Proposed F19 Feature: systemd/udev Predictable Network Interface Names

Kay Sievers kay at vrfy.org
Wed Feb 13 02:50:40 UTC 2013


On Tue, Feb 12, 2013 at 4:44 PM, Matt Domsch <Matt_Domsch at dell.com> wrote:

> I am concerned about the naming convention at installtime.  The
> current proposal removes biosdevname from comps @core as mandatory,
> and I presume would also remove it from the anaconda install
> environment as well.  This leaves the kernel default naming scheme,
> which we agree is poor.

The default scheme is always the udev names, if they are not
explicitly disabled. Everything else would be customization. We can
add whatever is needed here to help specific requirements.

>> These SR-IOV show up with their own PCI function number in the kernel
>> and they are unique that way. From my point of view this is good
>> enough and we don't need to do anything here. If people want "pretty"
>> names they should provide custom and meaningful names on their own.
>> Udev does not want to establish any cross-device relations for naming,
>> and only look at the single device it is currently handling.
>
> I disagree that users should provide their own "pretty" names, when we
> do have all the information we need about these devices to provide
> "pretty" names by default ourselves.  By the same argument, I don't
> need anything more from systemd/udevd now than I've had for years with
> 70-persistent-net.rules files.

Well, we cannot have everything, we either have somewhat fragile
pretty names composed by several sources and properties, spanning
multiple devices, and the overall system state. Or we have the "ugly"
but reliable and predictable names, which are a single device only.

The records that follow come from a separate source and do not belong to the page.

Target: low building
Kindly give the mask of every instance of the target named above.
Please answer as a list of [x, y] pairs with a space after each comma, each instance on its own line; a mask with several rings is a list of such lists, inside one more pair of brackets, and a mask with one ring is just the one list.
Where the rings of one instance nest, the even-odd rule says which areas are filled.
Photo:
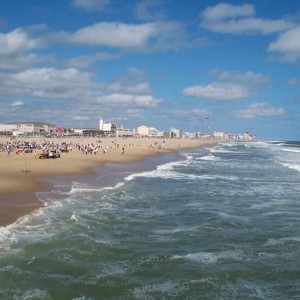
[[170, 128], [170, 138], [182, 139], [183, 131], [181, 129]]
[[148, 127], [145, 125], [139, 126], [137, 128], [137, 133], [140, 136], [147, 136], [147, 137], [157, 137], [158, 130], [155, 127]]
[[55, 132], [56, 126], [42, 122], [16, 122], [15, 124], [0, 124], [0, 132], [19, 132], [24, 135], [47, 134]]
[[118, 128], [116, 131], [117, 137], [133, 137], [133, 131], [131, 129]]
[[34, 133], [37, 129], [33, 123], [18, 124], [18, 131], [26, 133]]
[[158, 137], [158, 138], [164, 138], [164, 139], [167, 139], [167, 138], [169, 138], [169, 136], [170, 136], [169, 131], [159, 131], [159, 132], [157, 133], [157, 137]]
[[17, 130], [17, 124], [0, 124], [0, 135], [12, 135], [12, 133]]
[[148, 127], [148, 126], [145, 126], [145, 125], [139, 126], [139, 127], [137, 128], [137, 133], [138, 133], [140, 136], [148, 136], [148, 134], [149, 134], [149, 127]]
[[249, 132], [244, 132], [243, 138], [244, 138], [244, 140], [248, 140], [248, 141], [253, 141], [253, 140], [257, 139], [256, 135], [253, 135]]
[[223, 139], [224, 138], [224, 132], [222, 132], [222, 131], [214, 131], [214, 133], [213, 133], [213, 136], [215, 137], [215, 138], [219, 138], [219, 139]]
[[72, 134], [85, 137], [101, 137], [104, 135], [103, 131], [98, 128], [73, 128]]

Udev can only do the "ugly" version of the names, but the deal fits
better what we do for other subsystems, and is like "100 times"
simpler than what is required to do the pretty names. And reliability,
predictability, simplicity is actually what we looking for. We just
leave the pretty part to custom configuration.

> There are very good reasons to, in the device name, identify the
> separate (to the kernel) devices that represent the same physical
> cable jack.  Dell's engineers have been adding code to the bonding
> driver to recognize when someone is bonding two kernel devices that
> share a single physical cable jack, as that's not usually the intended
> configuration.  With the growing set of "applicance distributions"
> that auto-configure bonding across all visible network devices, this
> is even more important.

Sure, but custom config can add custom config for the used names too.
Having tools magically coming up with device names based on other
custom config is really nothing we ever would want to do. As soon as
custom config is in the game, there is really no need to try to be
smart, the tools that create the base config can create that config
along with it.

> The biosdevname convention of using _{1234} to identify such
> sub-devices is mirrored in your convention of appending f{1234}.
> Which works until you get to single PCI b/d/f devices with multiple
> ports (e.g. Mellanox adapters), after which you need further
> information to disambiguate the network devices.  The biosdevname
> maintainers are trying to tackle this right now.

This really sounds like the wrong layer of fixing the issue.

If Mellanox adapters create multiple interfaces per parent device, the
kernel driver should set the "dev_id" of the devices, which is an
index per instance to distinguish the devices. Udev will automatically
appended the dev_id to the device name as u1,u2,... and all the names
will be unique again. We already used dev_id for the persistent net
rules in old udev revisions.

This should work all fine without any further logic, as long as the
kernel driver do the right thing here. Inventing new numbers by
checking sibling devices should be avoided here too.